Con la riforma intervenuta sugli enti ospedalieri nel biennio 1968-69, de-istituzionalizzati poi con la riforma del 1978 istitutiva del SSN ove gli ospedali più meritevoli venivano trasformati in aziende ospedaliere e gli altri in presidi minori resi strutture di ricovero delle aziende territoriali, l’ospedale è rimasto al centro del sistema viziato sia nella forma che nella sostanza. Un errore che ha determinato un forte appesantimento della istanza sociale che si riversava verso una siffatta offerta e da un legislatore che non ha saputo fare bene il proprio mestiere. Tant’è che a divenire degni protagonisti di una degna offerta di ricovero fossero le migliori aziende ospedaliere e quegli IRCCS che, tra i 52 esistenti, sono riconosciuti come la migliore offerta nazionale in tal senso (pandemia docet).

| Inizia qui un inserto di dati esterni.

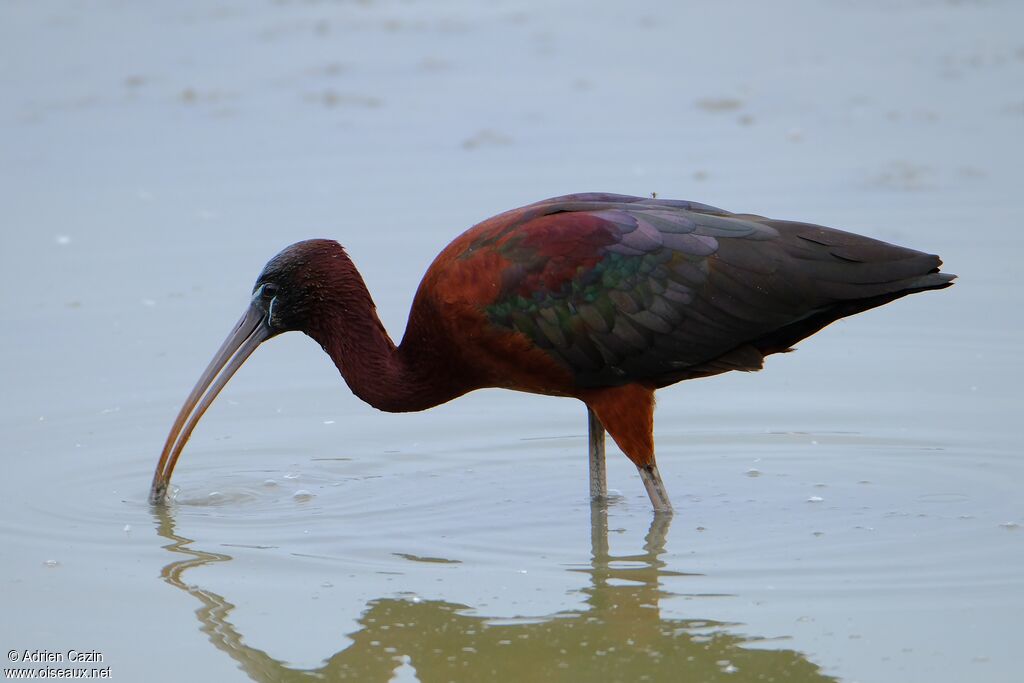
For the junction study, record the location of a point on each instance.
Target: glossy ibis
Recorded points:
(603, 298)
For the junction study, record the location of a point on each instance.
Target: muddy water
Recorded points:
(852, 513)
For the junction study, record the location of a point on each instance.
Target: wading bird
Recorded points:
(603, 298)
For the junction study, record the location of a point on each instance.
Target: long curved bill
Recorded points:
(249, 333)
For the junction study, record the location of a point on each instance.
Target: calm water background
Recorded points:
(852, 513)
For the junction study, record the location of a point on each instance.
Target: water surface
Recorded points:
(852, 513)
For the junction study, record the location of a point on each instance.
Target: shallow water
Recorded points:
(852, 513)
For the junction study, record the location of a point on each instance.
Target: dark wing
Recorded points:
(624, 289)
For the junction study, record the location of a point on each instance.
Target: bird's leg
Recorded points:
(628, 414)
(598, 475)
(655, 487)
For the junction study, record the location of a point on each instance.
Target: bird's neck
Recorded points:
(413, 377)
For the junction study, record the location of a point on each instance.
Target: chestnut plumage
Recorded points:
(603, 298)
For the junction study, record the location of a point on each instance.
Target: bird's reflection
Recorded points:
(620, 635)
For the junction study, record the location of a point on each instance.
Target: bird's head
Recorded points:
(285, 298)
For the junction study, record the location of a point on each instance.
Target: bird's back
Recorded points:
(616, 289)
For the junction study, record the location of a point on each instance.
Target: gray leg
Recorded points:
(655, 488)
(598, 477)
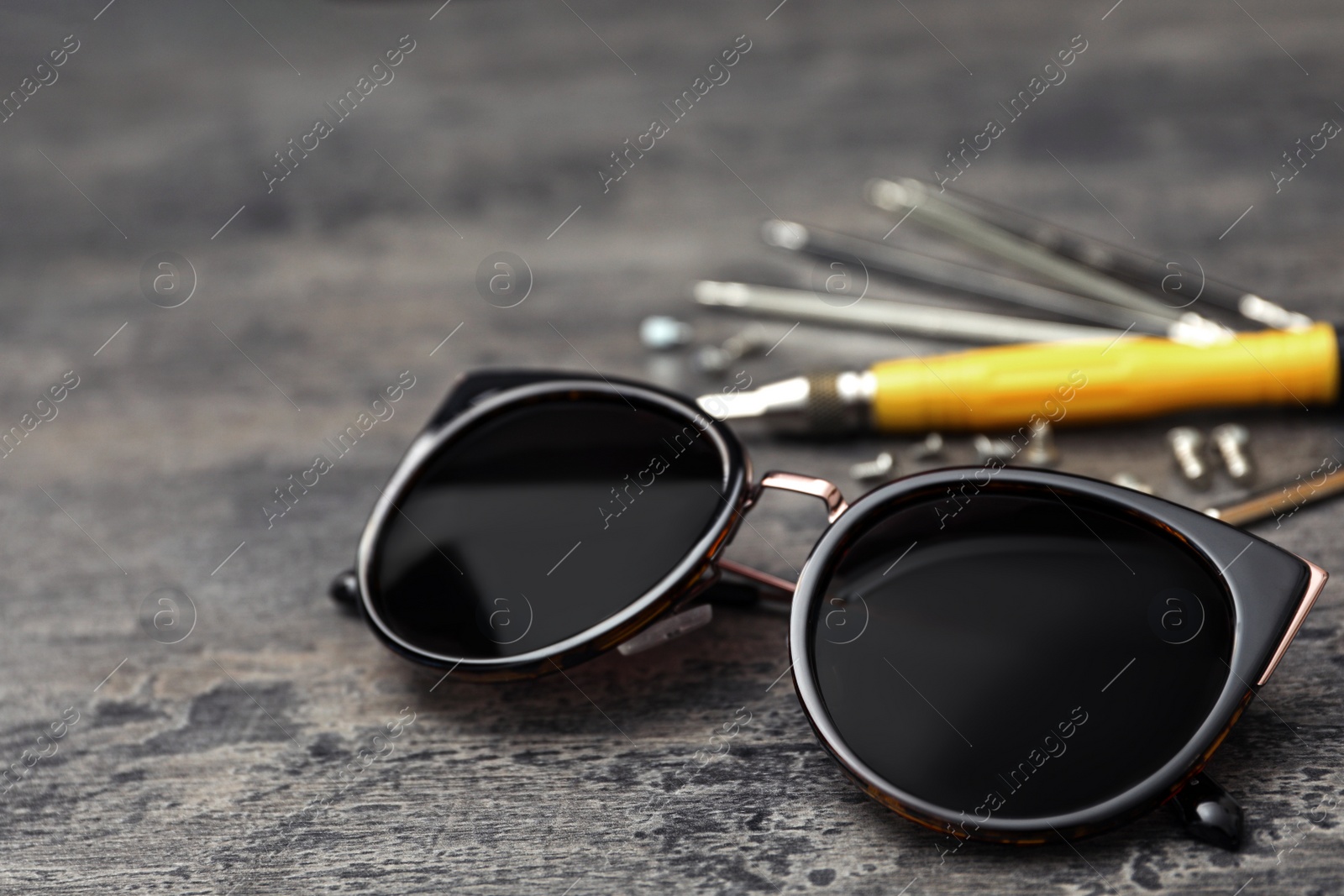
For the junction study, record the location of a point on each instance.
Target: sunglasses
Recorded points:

Utilizziamo l’errore come risorsa
Tutto questo ha determinato un grave corto circuito, ove nel sistema ospedaliero si è accumulato un capitale di informazioni sulla salute dei cittadini istanti, sulla loro provenienza, sui ceti rappresentativi, sull’età e sul sesso degli assistiti e così via. Di conseguenza, ha reso questo bagaglio disponibile per una programmazione accurata che, in assenza totale delle rilevazioni sul campo, fosse di principale aiuto a rinvigorire il sistema della prevenzione ma anche quello della corretta distribuzione delle neostrutture di prossimità e all’attività svolta dai medici di famiglia.
Insomma, una programmazione che rintraccia le fonti alla rovescia. Anziché rintracciare il fabbisogno sul territorio e da lì riprogrammare l’offerta ospedaliera, dovrà farlo elaborando i saldi, disgregati e scomposti, dei livelli di assistenza ospedaliera per ridisegnare quelli relativi all’attività distrettuale. Un modo per assumere capacità conoscitiva, risalendo e classificando le cause generative dei ricoveri abusati con naturale individuazione dei siti di provenienza, e di quelli a più alto rischio epidemico.